When I was nineteen I moved from a flat in East Kilbride to a room in Glasgow with some friends from university. It was a tenement flat, with detailed cornices and windows that stretched all the way into the sky, and I had a room off a main road with a bar below it that always filled their bottle bin right as I was falling asleep. My first day in that flat I locked myself in my room and made it my own – unpacked my books and CDs, set up my typewriter, plastered the wall with posters – and that first evening my flatmate invited me out to a battle of the bands. It was a short walk to the ABC, and we listened to music and cheered along and had long life altering chats that only happen in the smoking area of venues. When the bands were done we filtered out into Sauchiehall Street to head home.
Between us entering and exiting the event, the sky had opened up and a thick layer of snow carpeted the road and pavement. The snow was still coming down in thick flakes, and we trudged our way back home, severely underdressed. The streets were silent, both with the lack of people and cars, but because the snow deadened everything, absorbing even our quiet chatter. Like last night the world was pressed in on me, as if we were the only things that existed. As if I was in a snowglobe.

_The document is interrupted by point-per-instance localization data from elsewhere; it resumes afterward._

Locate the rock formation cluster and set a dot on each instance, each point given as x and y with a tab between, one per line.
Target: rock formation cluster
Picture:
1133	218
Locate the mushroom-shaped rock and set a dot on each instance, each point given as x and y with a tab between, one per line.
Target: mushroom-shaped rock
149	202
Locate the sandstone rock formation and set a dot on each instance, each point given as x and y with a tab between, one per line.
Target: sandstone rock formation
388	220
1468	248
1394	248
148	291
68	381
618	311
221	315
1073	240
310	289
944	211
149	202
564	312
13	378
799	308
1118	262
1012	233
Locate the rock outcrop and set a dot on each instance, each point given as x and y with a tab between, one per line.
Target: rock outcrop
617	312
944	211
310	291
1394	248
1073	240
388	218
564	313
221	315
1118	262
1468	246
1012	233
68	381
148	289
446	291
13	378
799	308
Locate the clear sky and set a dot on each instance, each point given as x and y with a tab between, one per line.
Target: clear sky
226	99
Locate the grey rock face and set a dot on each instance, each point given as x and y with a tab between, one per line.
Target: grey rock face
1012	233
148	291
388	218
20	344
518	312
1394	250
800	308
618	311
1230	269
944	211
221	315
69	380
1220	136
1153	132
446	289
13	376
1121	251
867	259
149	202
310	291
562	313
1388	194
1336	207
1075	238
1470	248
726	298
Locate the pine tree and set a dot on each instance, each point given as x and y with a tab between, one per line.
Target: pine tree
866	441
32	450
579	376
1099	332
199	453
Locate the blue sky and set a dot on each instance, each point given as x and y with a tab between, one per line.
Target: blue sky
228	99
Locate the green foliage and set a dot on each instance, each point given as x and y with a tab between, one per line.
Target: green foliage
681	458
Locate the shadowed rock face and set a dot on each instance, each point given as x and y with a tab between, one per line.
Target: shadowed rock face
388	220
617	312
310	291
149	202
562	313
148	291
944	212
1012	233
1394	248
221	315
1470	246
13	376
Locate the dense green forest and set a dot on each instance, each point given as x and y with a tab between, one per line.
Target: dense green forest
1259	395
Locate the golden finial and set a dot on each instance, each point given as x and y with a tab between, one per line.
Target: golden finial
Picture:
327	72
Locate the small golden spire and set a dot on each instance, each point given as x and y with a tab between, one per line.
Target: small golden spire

It wasn’t snowing last night, but it would’ve been nice if it was. But for a while the world only existed for me. And not the me that’s in my head – fizzing, thinking, worrying, planning, fretting, etc – but a me that was outside of myself. A calming moment that reminds me why I actually love this season so much. I had the dark, I had the twinkling lights of other people’s trees, and the cold, and my soft footsteps.